PERCHÉ IN ITALIA NO?

Vicenda che ha fatto molto discutere l’ opinione pubblica, negli ultimi tempi, è stata quella di Bruno Boileau (30 anni) e Vincent Autin (40 anni): due ragazzi francesi che, dopo tanto tempo e tanta attesa per una legge soggetta ad un iter di approvazione molto lungo, hanno coronato il sogno di sposarsi civilmente, al municipio di Montpellier, di fronte a familiari ed amici evidentemente commossi per l’ avvenimento. Bruno e Vincent hanno potuto fare ciò grazie alla legge Taubira (ministro della giustizia francese), promossa dal presidente della Repubblica francese Hollande e approvata dall’ Assemblea Nazionale, il 23 aprile 2012, con 331 voti favorevoli e 225 contrari.

La suddetta data è stata definita “la più grande riforma della società in Francia, dopo l’ abolizione della pena di morte del 1981”, ma a questo punto una domanda sorge spontanea: dato che la Francia è stato il quattordicesimo Paese al mondo ad aver approvato le nozze gay, quando (e se) arriverà il momento della nostra Italia? Quali sono, nel nostro Paese, gli ostacoli giuridici che impediscono a persone come Bruno e Vincent di potersi sposare?
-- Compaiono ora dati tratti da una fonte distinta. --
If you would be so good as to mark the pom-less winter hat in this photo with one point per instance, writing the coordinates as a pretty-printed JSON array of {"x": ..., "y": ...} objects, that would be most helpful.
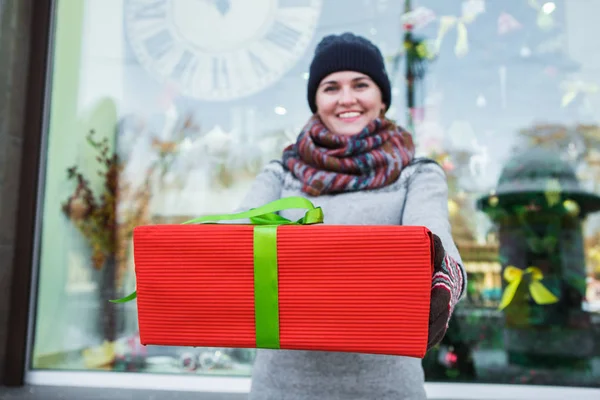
[{"x": 347, "y": 52}]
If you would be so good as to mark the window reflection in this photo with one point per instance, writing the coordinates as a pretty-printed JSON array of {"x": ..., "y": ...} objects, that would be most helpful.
[{"x": 503, "y": 94}]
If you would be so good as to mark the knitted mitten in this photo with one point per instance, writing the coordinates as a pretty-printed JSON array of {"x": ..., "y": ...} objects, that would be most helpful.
[{"x": 446, "y": 289}]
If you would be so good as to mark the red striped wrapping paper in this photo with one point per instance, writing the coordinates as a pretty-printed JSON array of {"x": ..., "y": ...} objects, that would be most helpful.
[{"x": 343, "y": 288}]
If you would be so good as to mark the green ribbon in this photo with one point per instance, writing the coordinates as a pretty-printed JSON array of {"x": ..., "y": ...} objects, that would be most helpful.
[{"x": 266, "y": 295}]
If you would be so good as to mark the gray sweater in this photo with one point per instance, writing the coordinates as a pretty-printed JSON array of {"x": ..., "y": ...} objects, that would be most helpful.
[{"x": 419, "y": 197}]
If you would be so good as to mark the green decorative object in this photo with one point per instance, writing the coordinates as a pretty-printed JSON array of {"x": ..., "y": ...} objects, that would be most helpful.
[{"x": 539, "y": 208}]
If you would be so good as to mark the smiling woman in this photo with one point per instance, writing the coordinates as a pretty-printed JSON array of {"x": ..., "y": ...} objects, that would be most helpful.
[
  {"x": 194, "y": 107},
  {"x": 347, "y": 101}
]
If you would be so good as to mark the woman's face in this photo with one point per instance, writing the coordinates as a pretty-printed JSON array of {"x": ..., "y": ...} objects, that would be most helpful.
[{"x": 347, "y": 101}]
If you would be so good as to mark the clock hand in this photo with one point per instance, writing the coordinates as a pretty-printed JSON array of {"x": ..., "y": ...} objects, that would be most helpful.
[{"x": 223, "y": 6}]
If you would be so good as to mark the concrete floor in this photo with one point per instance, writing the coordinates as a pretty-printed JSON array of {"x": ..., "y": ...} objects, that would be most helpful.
[{"x": 78, "y": 393}]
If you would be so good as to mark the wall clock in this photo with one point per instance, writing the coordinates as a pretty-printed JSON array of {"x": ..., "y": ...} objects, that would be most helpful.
[{"x": 218, "y": 50}]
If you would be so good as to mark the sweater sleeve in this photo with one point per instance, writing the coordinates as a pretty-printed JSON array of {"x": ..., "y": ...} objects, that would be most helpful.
[
  {"x": 426, "y": 204},
  {"x": 266, "y": 187}
]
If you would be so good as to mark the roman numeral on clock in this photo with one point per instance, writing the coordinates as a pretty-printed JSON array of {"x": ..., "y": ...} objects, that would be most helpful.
[
  {"x": 220, "y": 70},
  {"x": 259, "y": 67},
  {"x": 184, "y": 69},
  {"x": 283, "y": 35},
  {"x": 159, "y": 44}
]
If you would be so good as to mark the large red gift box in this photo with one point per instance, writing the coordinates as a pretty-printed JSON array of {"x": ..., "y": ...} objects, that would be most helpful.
[{"x": 340, "y": 288}]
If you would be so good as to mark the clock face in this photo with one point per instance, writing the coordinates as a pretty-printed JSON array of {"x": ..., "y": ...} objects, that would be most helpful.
[{"x": 220, "y": 49}]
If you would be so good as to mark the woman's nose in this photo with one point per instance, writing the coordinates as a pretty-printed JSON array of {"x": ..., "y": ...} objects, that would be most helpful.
[{"x": 346, "y": 97}]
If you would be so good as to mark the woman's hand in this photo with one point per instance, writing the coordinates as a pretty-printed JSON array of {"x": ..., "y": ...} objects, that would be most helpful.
[{"x": 446, "y": 286}]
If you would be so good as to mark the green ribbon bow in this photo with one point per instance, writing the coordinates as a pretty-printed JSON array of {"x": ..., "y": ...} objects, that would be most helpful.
[{"x": 266, "y": 295}]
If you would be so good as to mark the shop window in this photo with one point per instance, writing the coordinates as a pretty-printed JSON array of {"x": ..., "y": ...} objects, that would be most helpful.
[{"x": 135, "y": 138}]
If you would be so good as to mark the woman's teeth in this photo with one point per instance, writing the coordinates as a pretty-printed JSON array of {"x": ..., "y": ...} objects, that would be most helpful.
[{"x": 352, "y": 114}]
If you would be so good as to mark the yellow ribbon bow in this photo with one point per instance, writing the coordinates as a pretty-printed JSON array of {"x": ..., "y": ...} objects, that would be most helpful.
[{"x": 539, "y": 293}]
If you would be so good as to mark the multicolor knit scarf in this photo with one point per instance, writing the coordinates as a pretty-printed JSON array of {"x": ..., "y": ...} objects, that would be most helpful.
[{"x": 328, "y": 163}]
Facendo una premessa, bisogna sottolineare che la Convenzione Europea sui Diritti dell’Uomo (CEDU, art. 12: “l’ uomo e la donna hanno il diritto di sposarsi e di fondare una famiglia secondo le leggi nazionali che regolano l’esercizio di tale diritto”), la Carta di Nizza (art. 9, il quale non vieta né impone la concessione dello status matrimoniale a unioni tra persone dello stesso sesso) e le diverse risoluzioni del Parlamento Europeo hanno sancito, per molti anni, la necessità di evitare discriminazioni, sulla base dell’ orientamento sessuale, nel diritto ad avere una famiglia. Nonostante ciò, tali Carte rimettono alla discrezione dei singoli stati membri dell’ Unione Europea il riconoscimento giuridico delle coppie di fatto.
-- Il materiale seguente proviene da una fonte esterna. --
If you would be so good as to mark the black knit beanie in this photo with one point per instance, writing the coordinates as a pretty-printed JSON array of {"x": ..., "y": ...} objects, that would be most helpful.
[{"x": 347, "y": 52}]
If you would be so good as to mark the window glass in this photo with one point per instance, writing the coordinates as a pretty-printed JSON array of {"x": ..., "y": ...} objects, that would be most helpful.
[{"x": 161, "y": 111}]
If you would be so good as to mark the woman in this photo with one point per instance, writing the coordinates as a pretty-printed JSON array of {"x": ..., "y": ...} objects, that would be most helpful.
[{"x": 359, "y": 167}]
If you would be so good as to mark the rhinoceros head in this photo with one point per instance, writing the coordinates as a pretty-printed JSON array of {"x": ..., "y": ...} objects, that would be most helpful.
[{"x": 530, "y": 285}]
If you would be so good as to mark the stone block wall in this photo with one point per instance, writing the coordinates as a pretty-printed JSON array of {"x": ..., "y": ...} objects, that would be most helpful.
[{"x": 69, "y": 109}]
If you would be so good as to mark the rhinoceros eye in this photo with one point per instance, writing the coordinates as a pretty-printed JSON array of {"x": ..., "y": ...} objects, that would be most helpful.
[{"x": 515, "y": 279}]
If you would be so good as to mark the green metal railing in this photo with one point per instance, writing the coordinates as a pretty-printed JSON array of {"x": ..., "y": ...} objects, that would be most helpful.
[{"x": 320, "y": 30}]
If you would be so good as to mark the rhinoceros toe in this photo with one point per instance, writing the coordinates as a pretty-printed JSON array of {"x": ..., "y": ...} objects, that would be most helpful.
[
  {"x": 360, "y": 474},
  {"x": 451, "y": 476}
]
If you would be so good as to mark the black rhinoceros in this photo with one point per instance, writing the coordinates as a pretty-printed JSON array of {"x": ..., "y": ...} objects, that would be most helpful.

D’altro canto, risulta essere emblematica la sentenza della Corte Costituzionale n. 138 del 15/04/2010 (con le due ordinanze seguenti), alla quale si rimetteva la questione di legittimità costituzionale concernente l’esclusione delle coppie omosessuali dall’accesso all’istituto matrimoniale, così come disciplinato dall’ordinamento italiano. In ciascuna occasione, l’incidente di costituzionalità è originato dal diniego di pubblicazioni matrimoniali opposto da ufficiali dello stato civile a coppie di cittadini del medesimo sesso; diniego motivato in ragione dell’indefettibilità del requisito della necessaria diversità di sesso tra i coniugi che connoterebbe il matrimonio disciplinato dal titolo VI del codice civile. In particolare, i giudici ricorrenti hanno evocato a parametro gli articoli 2 (riconoscenza de diritti inviolabili dell’uomo), 3 (pari dignità sociali dei cittadini e loro uguaglianza dinanzi alla legge; c.2: rimozione, da parte della Repubblica, di ostacoli che limitano libertà e uguaglianza dei cittadini), 29 (famiglia come società naturale fondata sul matrimonio; c.2: matrimonio fondato sull’uguaglianza morale e giuridica dei coniugi…evidentemente non esiste alcun riferimento ad un’ uguaglianza o disuguaglianza sessuale dei contraenti matrimonio) e 117 co.1 della Costituzione (quest’ultimo violato visto il mancato regolamento dell’ordinamento italiano alla Carta di Nizza e alla CEDU, quali sistemi che non riconoscono limitazioni di sesso in relazione al diritto di sposarsi e formare un nucleo familiare).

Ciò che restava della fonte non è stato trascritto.